One-shot delivery (default): Run phases 1-5, deliver report, done.
Follow-up deepening: If the user asks to explore a section further after delivery, treat it as a new mini-research cycle — re-enter Phase 3 with targeted queries for that section only. No need to re-probe.
Ongoing monitoring: If the user asks to "keep an eye on" the topic, note the key queries and suggest a monitoring cadence. This skill does not implement automatic monitoring, but the report structure (queries used, sources tracked) makes it easy to re-run periodically.
Upgrade path: If research findings warrant a formal document (project spec, decision memo, strategy doc), offer to restructure the report into the target format.

Multi-Engine Search Strategy

When available, route queries to the most appropriate source:

Information type	Preferred search approach
General / factual	Default `web_search`
Academic / scientific	`web_search` with `site:arxiv.org`, `site:scholar.google.com`, `site:pubmed.ncbi.nlm.nih.gov`
Community discussion	`web_search` with `site:reddit.com` (limit to 3 keywords for Reddit)
Code / technical	`web_search` with `site:github.com`, `site:stackoverflow.com`
Video content	`web_search` with `site:youtube.com` to find relevant videos
Company / product	`web_search` with `site:crunchbase.com`, `site:g2.com`, `site:producthunt.com`
News / current events	`web_search` with recency filter
Government / official	`web_search` with `site:.gov`, `site:.edu`, or country-specific domains

Apply these routing rules in Phase 3 when constructing query variants.

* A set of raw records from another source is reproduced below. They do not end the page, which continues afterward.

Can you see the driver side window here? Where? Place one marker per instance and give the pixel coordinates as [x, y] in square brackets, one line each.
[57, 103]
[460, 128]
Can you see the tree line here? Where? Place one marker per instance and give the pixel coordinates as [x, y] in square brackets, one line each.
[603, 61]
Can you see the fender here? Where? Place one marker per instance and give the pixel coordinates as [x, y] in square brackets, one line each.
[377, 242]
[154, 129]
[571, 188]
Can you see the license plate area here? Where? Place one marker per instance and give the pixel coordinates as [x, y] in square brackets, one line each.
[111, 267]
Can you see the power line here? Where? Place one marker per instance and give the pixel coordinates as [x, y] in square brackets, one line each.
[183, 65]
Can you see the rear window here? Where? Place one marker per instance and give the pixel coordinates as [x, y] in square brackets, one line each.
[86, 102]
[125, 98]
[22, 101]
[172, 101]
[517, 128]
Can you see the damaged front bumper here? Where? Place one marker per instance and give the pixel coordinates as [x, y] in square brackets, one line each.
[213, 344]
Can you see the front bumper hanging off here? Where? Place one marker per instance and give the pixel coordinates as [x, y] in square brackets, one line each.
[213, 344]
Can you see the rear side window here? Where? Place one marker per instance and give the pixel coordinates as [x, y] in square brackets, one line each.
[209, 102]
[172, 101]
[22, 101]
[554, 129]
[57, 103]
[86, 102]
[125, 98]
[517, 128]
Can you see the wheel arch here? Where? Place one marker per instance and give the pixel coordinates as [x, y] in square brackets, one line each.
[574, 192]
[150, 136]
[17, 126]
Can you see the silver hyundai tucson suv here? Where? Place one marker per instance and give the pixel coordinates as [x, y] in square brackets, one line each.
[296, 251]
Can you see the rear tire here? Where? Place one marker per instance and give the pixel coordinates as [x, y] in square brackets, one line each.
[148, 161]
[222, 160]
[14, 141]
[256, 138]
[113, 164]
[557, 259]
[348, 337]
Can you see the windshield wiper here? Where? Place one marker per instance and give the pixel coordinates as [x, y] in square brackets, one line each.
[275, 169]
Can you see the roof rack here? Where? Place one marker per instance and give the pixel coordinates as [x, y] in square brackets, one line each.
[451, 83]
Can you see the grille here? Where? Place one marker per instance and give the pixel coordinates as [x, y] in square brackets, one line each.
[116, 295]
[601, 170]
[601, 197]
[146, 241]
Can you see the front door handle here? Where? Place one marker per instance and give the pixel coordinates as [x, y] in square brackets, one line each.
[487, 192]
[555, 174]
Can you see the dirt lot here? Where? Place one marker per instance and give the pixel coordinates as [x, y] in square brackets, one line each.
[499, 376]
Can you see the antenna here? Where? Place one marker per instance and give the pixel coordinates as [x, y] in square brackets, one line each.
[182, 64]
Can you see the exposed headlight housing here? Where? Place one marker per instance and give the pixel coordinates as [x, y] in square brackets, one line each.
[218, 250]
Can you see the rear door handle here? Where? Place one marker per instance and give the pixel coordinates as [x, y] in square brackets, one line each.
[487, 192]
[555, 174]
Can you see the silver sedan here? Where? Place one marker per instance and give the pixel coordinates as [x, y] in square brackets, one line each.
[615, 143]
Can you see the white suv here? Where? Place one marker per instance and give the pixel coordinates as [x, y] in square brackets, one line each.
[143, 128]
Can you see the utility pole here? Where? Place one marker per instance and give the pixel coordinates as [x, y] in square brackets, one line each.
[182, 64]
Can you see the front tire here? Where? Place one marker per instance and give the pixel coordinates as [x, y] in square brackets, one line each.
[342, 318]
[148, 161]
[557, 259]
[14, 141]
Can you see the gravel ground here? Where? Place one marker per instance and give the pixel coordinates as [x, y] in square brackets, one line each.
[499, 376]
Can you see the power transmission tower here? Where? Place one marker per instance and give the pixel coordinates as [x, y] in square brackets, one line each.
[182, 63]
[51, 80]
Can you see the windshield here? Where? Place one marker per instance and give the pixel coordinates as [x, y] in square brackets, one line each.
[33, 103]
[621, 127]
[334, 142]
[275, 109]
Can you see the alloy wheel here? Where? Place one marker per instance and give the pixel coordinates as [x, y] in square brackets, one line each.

Not every sub-question needs all routes — pick the 1-2 most relevant per sub-question.

Platform-Specific Tips

Reddit: Use ≤ 3 keywords; try old.reddit.com if main site blocks; append .json to URLs for structured data.
GitHub: github.com/topics/<keyword> often works better than raw search; check stars and last update to filter abandoned repos.
Academic: Follow citation trails — if a secondary source cites a primary, try to fetch the primary.
Paywalled content: If web_fetch fails on a paywalled source, check for preprint versions, author's personal site, or archived copies.